Thanks for extra data...I hadn't seen this when I replied to Maximara just now.

I don't think it changes anything except that the scatter for 1 to 2% crossover is larger than the 25TBW-30TBW I postulated which would not be at all surprising.
 
Here's my thoughts about it after acquiring this Air in May.

I'm a Cloud Engineer and I do a lot of work with HDB Studio, Terminal, Visual Code and a lot of web apps. My normal day I have 2/3GB of SWAP however on some heavy days I'm doing a lot of SQL scripting and running a lot of stuff I can reach 5-6GB. To mitigate this issue with this Rosetta translation app I moved my workflow to Citrix.

This is how it is since the end of May.

View attachment 1814102

Well, this data shows that after 3 months of usage you have 0% percentage used. It means that in the worst case (the zero jumps to 1% in the next minute) your SSD will last for about 3 months times 100. Which is 300 months or 25 years.

Not bad, I think. The battery will probably die long before.
 
No, not seriously wrong at all.

If I had said "the crossover from 1% to 2% happens in the range 25TBW to 30TBW" then Thistle and Synchronisers results do not look anomalous. 25-30 is not a very big error band at all for a subject like this.

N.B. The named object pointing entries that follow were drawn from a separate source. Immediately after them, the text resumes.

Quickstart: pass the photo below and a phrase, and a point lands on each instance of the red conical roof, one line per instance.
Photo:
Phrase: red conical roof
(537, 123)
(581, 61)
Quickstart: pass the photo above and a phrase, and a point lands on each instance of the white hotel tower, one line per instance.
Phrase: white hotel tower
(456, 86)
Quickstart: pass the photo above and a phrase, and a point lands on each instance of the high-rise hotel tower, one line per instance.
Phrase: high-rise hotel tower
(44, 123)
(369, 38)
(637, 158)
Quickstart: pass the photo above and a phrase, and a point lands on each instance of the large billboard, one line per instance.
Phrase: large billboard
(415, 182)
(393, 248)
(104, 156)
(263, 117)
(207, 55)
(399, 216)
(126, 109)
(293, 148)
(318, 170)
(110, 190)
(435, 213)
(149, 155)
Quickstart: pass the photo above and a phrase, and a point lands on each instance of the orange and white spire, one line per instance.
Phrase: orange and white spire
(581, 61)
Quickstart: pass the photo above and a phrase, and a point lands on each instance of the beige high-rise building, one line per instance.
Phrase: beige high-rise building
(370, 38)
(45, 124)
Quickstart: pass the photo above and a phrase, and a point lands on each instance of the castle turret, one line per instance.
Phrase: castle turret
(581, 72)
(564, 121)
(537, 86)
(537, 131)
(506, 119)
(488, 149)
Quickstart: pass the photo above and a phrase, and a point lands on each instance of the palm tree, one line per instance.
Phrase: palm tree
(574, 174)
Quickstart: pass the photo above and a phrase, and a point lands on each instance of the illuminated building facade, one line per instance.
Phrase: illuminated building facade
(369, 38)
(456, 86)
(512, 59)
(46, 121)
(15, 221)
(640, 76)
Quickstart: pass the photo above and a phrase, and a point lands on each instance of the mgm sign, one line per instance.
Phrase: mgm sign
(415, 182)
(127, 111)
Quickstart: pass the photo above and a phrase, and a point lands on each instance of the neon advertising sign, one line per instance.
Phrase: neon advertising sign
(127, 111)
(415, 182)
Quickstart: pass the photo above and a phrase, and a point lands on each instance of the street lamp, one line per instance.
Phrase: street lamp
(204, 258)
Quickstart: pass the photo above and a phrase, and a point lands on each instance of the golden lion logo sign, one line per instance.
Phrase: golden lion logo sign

Please note I did say that this is not an exact science. As @jdb8167 points out factors like write amplification will cause variability.
Just to be clear here....I am not trying to say there is an amazing correlation between TBW and % life used here. There is far too little data for that. I am simply rejecting that there is something seriously wrong with the data because two datapoints apparently contradict. The data available is not inconsistent for the issue.

In any case as others are saying, I think that the data is pointing to much longer lives than feared at one point, such that my concern level has largely gone, leaving curiosity, especially why a few machines seem to be an order of magnitude worse.
 
So how do I check if I'm effected by this?
I've found DriveDx handy for keeping an eye on my disks (it gives you a figure for total data written), and you get a couple of weeks free trail when you download.

Incidentally, after a month my new M1 iMac is writing as near as makes no difference the same about of data to its SSD as my intel iMac.
 
It’s as accurate as Apple wants it to be. I wrote a command line tool using only Apple supplied APIs that only tests against Apple designed SSD controllers and the results were exactly the same as the other open source tools and commercial applications.

smartTBW

So how do I check if I'm effected by this?
Save your $ just use @jdb8167 Terminal tool as it will present exactly the same results as the likes of paid apps such as DriveDX, as they rely on the same API's.